‘Goats’ to Protest Continued Sale of Mohair by ‘Free People’
PETA Will Push Retailer to Ditch Mohair After Investigation Revealed Workers Mutilating, Killing Goats
For Immediate Release:
October 16, 2018
Contact:
Brooke Rossi 202-483-7382
What: On Wednesday, a group of PETA “goats” will descend on the Free People store in Center City—where the company’s headquarters is located—to call on the retailer to stop selling shawls, sweaters, and other items made from mohair. The protest comes in the wake of a horrifying PETA exposé of the mohair industry in South Africa that sparked an official investigation by law enforcement and has prompted more than 320 companies to ban the cruelly obtained fiber.
When: Wednesday, October 17, 12 noon
Where: Outside the Free People store, 1625 Walnut St. (near the intersection of S. 17th and Walnut streets), Philadelphia
“Crying goats are dragged and thrown across the floor, and their throats are cut with dull knives—all for mohair sweaters and scarves,” says PETA Executive Vice President Tracy Reiman. “Free People now has the shameful distinction of being one of the only brands still selling products made from the hair of gentle goats who didn’t want to suffer and die for a sweater.”

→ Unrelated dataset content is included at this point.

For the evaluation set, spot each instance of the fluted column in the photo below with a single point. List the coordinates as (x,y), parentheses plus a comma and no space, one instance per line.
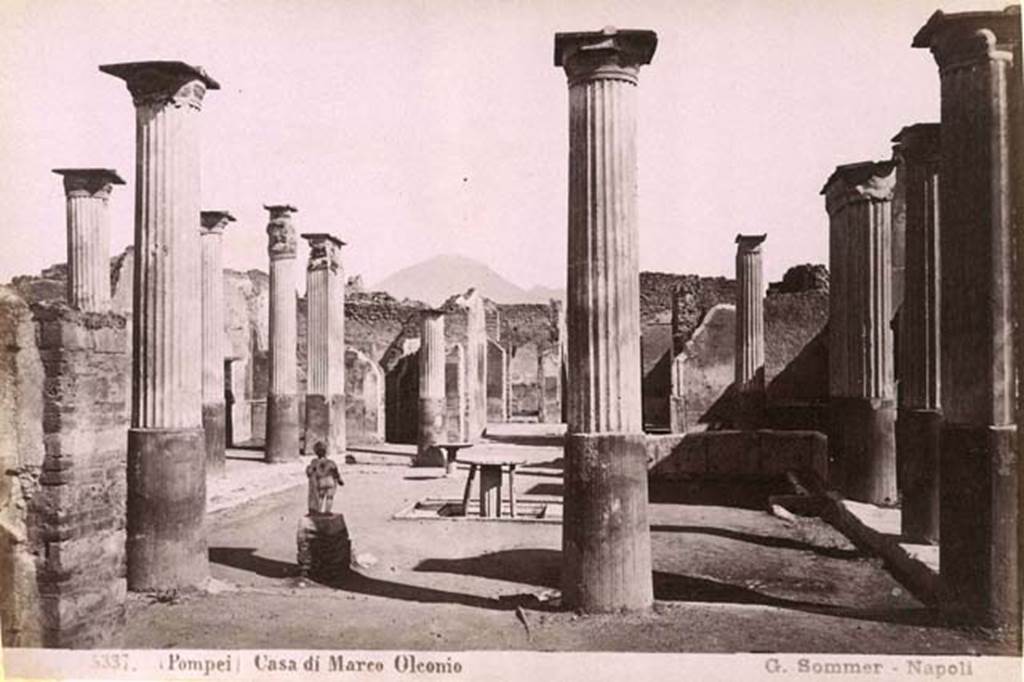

PETA’s exposé revealed that shearers—who are paid by volume, not by the hour—worked quickly and carelessly, leaving angora goats with gaping wounds. Workers then roughly stitched the animals up without giving them any pain relief. And unwanted goats died in agonizing ways: One worker slowly cut their throats with a dull knife while they were fully conscious and then broke their necks, hacking one animal’s head entirely off. Others were hauled to a slaughterhouse, where they were electrically shocked, hung upside down, and slashed across the throat.
PETA—whose motto reads, in part, that “animals are not ours to wear”—notes that brands that have banned mohair include Anthropologie (which is owned by the same parent company as Free People), Ralph Lauren, Diane von Furstenberg, Brooks Brothers, Gap, Banana Republic, H&M, Topshop, and Zara.